The apex bank on Wednesday allowed authorised persons to facilitate remittances for availing financial services or products as per the International Financial Services Centres Authority Act, 2019 within IFSCs. It has also permitted current or capital account transactions overseas (except foreign IFSCs) through a foreign currency account (FCA).

For these purposes, resident individuals can open an FCA at GIFT IFSC.

This will allow resident Indians to open a fixed deposit in dollars in a bank account at GIFT IFSC. This will help high net worth individuals to guard against inflation and depreciation against the US dollar. It will help create a banking ecosystem at GIFT IFSC. Residents can now invest outside India through the FCA account, subject to the LRS limit of $250,000 per year.

At present, remittances under LRS to IFSCs can be made only for making investments in IFSCs in securities (except those issued by entities outside IFSC) and payment of fees for education to foreign universities or foreign institutions in IFSCs for pursuing certain courses.

Tapan Ray, MD and Group CEO, GIFT City, said: “This move aligns GIFT IFSC with other global financial centers, allowing resident investors to leverage our platform for a wider range of overseas investments and expenditures.”

By clarifying the use of LRS for investments and enabling transactions like insurance and education loan payments in foreign currency, the RBI has significantly enhanced the attractiveness and utility of GIFT IFSC, he added.

“Notably, insurance and bank fixed deposits in foreign currency, which were previously not permitted, are now enabled for resident Indians.
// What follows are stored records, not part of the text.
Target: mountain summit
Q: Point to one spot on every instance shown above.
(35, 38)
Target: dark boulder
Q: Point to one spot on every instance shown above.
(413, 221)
This move is expected to benefit IFSC banks and open up new opportunities for life insurance companies operating in GIFT IFSC, enhancing accessibility and flexibility for Indian resident individuals seeking international investment opportunities,” said Jaiman Patel, Partner, EY India.

It is, however, not clear if the LRS money can be used to invest in derivatives within the IFSC jurisdiction.